A big part of the problem at Japan’s Fukushima Daiichi power station are the highly radioactive spent fuel rods kept in storage pools at the plant. What to do, ultimately, with such dangerous waste material is the nuclear power question without an answer. Nuclear advocates and public officials don’t talk about it much. Denial is the default position when it comes to nuclear waste.

In New York, Gov. Andrew Cuomo said again this week that the 40-year-old Indian Point nuclear power plant in Westchester County, 35 miles north of New York City, should be closed. Try to imagine the difficulty, in the event of an emergency, of evacuating such an area with its millions of residents. “This plant in this proximity to New York City was never a good risk,” said the governor.

There are, blessedly, very few catastrophic accidents at nuclear power plants. And there have not been many deaths associated with them. The rarity of such accidents provides a comfort zone. We can look at the low probabilities and declare, “It can’t happen here.”

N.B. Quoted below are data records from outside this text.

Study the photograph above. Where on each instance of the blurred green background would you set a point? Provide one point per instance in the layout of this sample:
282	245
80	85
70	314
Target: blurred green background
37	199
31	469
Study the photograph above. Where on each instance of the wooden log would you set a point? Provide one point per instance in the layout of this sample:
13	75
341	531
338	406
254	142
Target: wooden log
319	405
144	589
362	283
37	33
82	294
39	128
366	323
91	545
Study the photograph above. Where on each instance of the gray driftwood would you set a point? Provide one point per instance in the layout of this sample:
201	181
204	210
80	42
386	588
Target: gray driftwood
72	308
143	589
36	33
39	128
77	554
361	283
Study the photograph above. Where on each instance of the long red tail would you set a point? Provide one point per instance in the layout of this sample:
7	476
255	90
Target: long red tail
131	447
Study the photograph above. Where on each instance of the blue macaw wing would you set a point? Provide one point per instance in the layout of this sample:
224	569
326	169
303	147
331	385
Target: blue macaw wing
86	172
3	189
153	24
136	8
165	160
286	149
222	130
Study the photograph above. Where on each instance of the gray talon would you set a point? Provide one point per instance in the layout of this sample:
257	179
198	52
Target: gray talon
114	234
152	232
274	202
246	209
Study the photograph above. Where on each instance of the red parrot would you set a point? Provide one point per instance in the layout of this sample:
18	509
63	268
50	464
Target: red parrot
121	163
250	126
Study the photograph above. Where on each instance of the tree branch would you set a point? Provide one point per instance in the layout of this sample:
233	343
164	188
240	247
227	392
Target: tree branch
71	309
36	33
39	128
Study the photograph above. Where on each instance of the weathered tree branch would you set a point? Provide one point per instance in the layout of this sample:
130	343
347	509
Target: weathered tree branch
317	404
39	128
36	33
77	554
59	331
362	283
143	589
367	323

But what if it did happen here? What would the consequences be? If Indian Point blew, how wide an area and how many people would be affected, and what would the cleanup costs be? Rigorously answering such questions is the only way to determine whether the potential risk to life and property is worthwhile.

The 104 commercial nuclear plants in the U.S. are getting old, and many have had serious problems over the years. There have been dozens of instances since 1979, the year of the Three Mile Island accident, in which nuclear reactors have had to be shut down for more than a year for safety reasons.

Building new plants, which the Obama administration favors, can be breathtakingly expensive and requires government loan guarantees. Banks are not lining up to lend money on their own for construction of the newest generation of Indian Points.

In addition to the inherent risks with regard to safety and security, the nuclear industry has long been notorious for sky-high construction costs, feverish cost-overruns and projects that eventually are abandoned. The Union of Concerned Scientists, in a 2009 analysis of the costs associated with nuclear plant construction, said that once a plant came online it usually led to significant rate increases for customers:

“Ratepayers bore well over $200 billion (in today’s dollars) in cost overruns for completed nuclear plants. In the 1990s, legislators and regulators also allowed utilities to recover most ‘stranded costs’ — the difference between utilities’ remaining investments in nuclear plants and the market value of those plants — as states issued billions of dollars in bonds backed by ratepayer charges to pay for utilities’ above-market investments.”

The refrain here is familiar: “The total cost to ratepayers, taxpayers and shareholders stemming from cost overruns, canceled plants and stranded costs exceeded $300 billion in today’s dollars.”

Nuclear power is hardly the pristine, economical, unambiguous answer to the nation’s energy needs and global warming concerns. It offers benefits and big-time shortcomings. Ultimately, the price may be much too high.